Bij ons zit de betonrot ingebakken in de bestuurscultuur. Baantjes en functies krijg je via-via, en donaties en fondsen spreek je hier af boven glazen wijn en in skyboxen. Netwerken wordt hier gezien als een kracht, niet als een zwakte in de integriteit van het openbaar bestuur. Invloed koop je met je charme, je gastvrijheid, je extraversie, en ja, ook je donaties.
Net als Van Rey is De Mos zich van geen kwaad bewust: zijn idee van ombudspolitiek is dat de bestuurder luistert naar de grieven van de individuele burger (of: ondernemer), en daarnaar handelt. De bestuurder is er niet voor zoiets vaags als de publieke zaak of mensenrechten of het ondernemersklimaat, maar voor de vergunninghouder van de strandtent, de eigenaar van de parkeergarage, de uitbater van de nachtclub.
Het enige probleem hiermee is, dat De Mos daarmee een bestuurder is die vooral toegankelijk is voor ondernemers die zijn aandacht willen, al dan niet middels donaties. En, deze is niet ingewikkeld: het kopen van macht is simpelweg corruptie. De rechtbank oordeelde anders, maar ik ben het niet met het oordeel van de rechter eens.
Ten eerste: volgens de rechter kan aan de ontvangende kant van het geld geen kwade bedoelingen worden toegekend als die er aan de gevende zijde niet zijn. Ten tweede: omdat de ontvangende partij geen individuen waren, maar de politieke partij, is het dus niet kwalijk, aldus de rechter. Alle andere tenlasteleggingen worden met het badwater weggesmeten.
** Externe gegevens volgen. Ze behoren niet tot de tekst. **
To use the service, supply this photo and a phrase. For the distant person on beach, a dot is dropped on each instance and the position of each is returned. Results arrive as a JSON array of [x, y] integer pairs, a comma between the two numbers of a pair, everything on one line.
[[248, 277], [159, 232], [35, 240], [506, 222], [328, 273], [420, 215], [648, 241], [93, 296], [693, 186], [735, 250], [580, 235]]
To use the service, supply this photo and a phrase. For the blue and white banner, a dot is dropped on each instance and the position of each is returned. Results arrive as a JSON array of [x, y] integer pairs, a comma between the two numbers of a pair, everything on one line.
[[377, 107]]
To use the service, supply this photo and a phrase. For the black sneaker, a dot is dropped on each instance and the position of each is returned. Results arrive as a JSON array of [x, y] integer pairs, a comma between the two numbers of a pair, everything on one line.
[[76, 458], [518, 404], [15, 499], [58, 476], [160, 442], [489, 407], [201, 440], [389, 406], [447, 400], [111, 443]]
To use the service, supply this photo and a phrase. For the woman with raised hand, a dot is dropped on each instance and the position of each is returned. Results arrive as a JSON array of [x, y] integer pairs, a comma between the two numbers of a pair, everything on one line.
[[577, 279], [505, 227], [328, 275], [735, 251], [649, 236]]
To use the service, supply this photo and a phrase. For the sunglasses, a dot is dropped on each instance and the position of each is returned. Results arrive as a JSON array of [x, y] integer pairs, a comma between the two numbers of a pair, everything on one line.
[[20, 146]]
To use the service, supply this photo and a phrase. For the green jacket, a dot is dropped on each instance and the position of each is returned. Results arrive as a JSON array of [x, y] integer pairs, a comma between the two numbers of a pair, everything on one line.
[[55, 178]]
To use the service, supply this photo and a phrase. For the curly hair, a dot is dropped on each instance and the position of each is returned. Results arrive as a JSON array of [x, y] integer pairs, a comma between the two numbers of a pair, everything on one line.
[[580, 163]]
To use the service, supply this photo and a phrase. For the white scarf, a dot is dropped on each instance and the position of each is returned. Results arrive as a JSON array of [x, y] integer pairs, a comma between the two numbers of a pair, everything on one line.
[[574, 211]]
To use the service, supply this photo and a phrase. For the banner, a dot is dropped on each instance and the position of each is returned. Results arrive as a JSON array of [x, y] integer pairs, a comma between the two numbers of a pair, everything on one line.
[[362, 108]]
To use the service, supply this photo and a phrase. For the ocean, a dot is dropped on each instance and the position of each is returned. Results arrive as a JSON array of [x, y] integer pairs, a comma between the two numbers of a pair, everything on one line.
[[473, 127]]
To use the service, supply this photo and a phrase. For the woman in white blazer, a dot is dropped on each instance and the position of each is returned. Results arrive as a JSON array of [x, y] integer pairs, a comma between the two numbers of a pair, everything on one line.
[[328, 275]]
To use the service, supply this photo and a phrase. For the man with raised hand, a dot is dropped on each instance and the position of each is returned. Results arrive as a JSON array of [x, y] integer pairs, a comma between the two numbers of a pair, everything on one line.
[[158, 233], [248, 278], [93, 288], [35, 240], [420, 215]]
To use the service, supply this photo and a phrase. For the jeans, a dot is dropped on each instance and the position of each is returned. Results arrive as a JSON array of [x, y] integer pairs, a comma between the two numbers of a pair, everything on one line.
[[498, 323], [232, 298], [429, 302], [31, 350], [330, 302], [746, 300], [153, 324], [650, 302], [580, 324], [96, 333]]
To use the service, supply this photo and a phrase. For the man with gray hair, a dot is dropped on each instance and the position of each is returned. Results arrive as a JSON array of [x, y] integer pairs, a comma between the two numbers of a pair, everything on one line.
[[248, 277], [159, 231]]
Het eerste argument: het ontbreken van aantoonbaar kwade bedoelingen van de schenkers. Ik vind de rechter hierin volstrekt naïef: de ondernemers schonken de partij meer dan een ton, en onderhielden na de verkiezingen zeer nauw contact met de bestuurders van deze partij. Of er ten tijde van de donatie kwade bedoelingen waren, vind ik niet relevant. Als een paal boven water staat namelijk dat er wel degelijk invloed is proberen te kopen. Zo appt één van de ondernemers naar zijn eigen zus, die nota bene een zetel heeft gekregen na diens donatie: "Je weet dat er dertig mille door ons betaald is, dat die zetel van ons is."
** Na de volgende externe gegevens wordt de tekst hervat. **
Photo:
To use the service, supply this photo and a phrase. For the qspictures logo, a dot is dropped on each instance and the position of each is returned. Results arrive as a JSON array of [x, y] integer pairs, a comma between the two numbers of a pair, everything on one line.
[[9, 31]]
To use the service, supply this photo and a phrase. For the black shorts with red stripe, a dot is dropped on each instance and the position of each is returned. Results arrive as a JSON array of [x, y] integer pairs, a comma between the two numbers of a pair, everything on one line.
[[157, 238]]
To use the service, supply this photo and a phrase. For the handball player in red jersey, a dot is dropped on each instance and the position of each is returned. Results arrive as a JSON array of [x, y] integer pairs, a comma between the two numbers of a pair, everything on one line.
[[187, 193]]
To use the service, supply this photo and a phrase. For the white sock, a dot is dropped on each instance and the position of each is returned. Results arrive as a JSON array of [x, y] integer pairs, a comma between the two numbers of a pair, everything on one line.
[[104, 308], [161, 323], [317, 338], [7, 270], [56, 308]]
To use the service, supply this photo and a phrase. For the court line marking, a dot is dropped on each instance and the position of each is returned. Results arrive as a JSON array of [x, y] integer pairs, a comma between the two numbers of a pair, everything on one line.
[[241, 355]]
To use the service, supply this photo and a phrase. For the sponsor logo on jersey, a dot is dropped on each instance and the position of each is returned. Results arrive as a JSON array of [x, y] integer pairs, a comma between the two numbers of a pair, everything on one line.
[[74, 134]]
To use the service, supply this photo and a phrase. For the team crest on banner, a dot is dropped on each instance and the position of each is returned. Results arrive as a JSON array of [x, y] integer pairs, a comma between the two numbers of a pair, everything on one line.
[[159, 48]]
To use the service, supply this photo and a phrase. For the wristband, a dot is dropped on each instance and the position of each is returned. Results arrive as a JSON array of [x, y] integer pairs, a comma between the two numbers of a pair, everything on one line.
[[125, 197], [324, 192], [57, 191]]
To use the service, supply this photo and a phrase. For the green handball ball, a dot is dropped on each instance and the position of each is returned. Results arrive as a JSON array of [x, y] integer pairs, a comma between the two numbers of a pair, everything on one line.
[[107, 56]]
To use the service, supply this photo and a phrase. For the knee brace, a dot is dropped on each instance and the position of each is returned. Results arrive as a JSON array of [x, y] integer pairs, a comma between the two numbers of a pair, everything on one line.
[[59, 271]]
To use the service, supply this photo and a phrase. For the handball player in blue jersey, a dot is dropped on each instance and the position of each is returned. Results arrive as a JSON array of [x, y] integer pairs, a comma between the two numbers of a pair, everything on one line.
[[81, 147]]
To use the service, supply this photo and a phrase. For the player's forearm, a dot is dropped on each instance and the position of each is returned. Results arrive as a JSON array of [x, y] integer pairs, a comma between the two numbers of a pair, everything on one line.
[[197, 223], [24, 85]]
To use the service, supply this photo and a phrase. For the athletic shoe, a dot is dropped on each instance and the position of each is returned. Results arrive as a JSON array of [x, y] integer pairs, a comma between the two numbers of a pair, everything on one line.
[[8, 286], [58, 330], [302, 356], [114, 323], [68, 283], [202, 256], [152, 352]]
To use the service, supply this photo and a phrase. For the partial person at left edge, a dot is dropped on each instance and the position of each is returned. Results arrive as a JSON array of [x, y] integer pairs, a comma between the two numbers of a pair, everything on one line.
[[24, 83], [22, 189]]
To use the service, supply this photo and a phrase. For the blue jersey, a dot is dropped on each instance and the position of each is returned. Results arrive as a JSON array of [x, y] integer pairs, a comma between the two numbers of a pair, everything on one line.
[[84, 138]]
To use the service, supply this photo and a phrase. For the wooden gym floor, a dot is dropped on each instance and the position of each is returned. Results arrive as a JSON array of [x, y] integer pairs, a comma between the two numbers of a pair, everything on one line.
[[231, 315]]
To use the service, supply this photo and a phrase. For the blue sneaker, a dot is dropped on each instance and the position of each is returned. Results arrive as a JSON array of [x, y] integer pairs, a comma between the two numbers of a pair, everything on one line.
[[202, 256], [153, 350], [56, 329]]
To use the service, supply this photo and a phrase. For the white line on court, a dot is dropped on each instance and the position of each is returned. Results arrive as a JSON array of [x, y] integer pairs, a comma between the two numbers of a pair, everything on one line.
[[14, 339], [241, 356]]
Daarnaast vind ik kwade intenties aantonen niet zo relevant. Feit is dat de belangen van het dienen van de publieke zaak en de privébelangen van de ondernemers door elkaar gingen lopen toen de politieke partij zo afhankelijk werd van deze donaties. Dat had niet mogen gebeuren, kwade bedoelingen of niet. Dat een bestuurder dit had moeten weten, ook al was hij wellicht zelf naïef, is daarbij belangrijk: hij heeft willens en wetens meegedaan aan machtsbederf.
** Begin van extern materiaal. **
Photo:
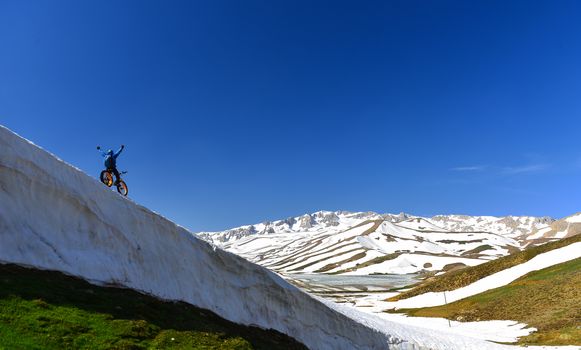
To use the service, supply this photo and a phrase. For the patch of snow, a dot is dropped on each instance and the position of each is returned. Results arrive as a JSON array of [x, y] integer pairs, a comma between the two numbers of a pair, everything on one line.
[[575, 219]]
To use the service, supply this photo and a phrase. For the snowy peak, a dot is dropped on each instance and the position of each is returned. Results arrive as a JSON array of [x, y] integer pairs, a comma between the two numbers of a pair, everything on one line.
[[566, 227]]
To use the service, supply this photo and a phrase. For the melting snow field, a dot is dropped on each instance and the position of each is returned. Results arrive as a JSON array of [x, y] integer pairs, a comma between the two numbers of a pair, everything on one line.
[[54, 216], [496, 280]]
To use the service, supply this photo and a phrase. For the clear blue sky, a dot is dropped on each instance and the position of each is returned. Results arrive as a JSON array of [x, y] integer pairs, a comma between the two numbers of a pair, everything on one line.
[[235, 112]]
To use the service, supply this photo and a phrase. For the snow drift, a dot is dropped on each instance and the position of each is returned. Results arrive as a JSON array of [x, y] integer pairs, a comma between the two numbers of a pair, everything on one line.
[[53, 216]]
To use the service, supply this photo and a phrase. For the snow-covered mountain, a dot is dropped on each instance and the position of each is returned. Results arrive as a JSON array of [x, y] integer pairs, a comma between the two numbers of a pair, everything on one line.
[[371, 243], [53, 216], [559, 229]]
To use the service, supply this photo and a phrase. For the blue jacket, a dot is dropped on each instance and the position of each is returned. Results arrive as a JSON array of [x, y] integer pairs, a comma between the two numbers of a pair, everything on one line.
[[111, 158]]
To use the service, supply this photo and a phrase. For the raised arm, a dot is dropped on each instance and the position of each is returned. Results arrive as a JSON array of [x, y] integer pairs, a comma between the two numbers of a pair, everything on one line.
[[119, 151], [103, 154]]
Het tweede argument, dat de politieke partij de ontvangende partij was en daarmee de goede bedoelingen zijn aangetoond, gaat (naar ik, niet-jurist, verwacht) in hoger beroep geen stand houden. Nederlandse corruptiewetgeving is een uitvloeisel van Europese richtlijnen, en die zijn expliciet over partijgiftcorruptie. De Nederlandse wet op transparantie van partijdonaties is nog maar enkele jaren oud, en het gevolg van druk vanuit de anticorruptiewerkgroep van Europa, GRECO. Dat de rechter daar in mentaliteit wat op achterloopt, doet daar niks aan af.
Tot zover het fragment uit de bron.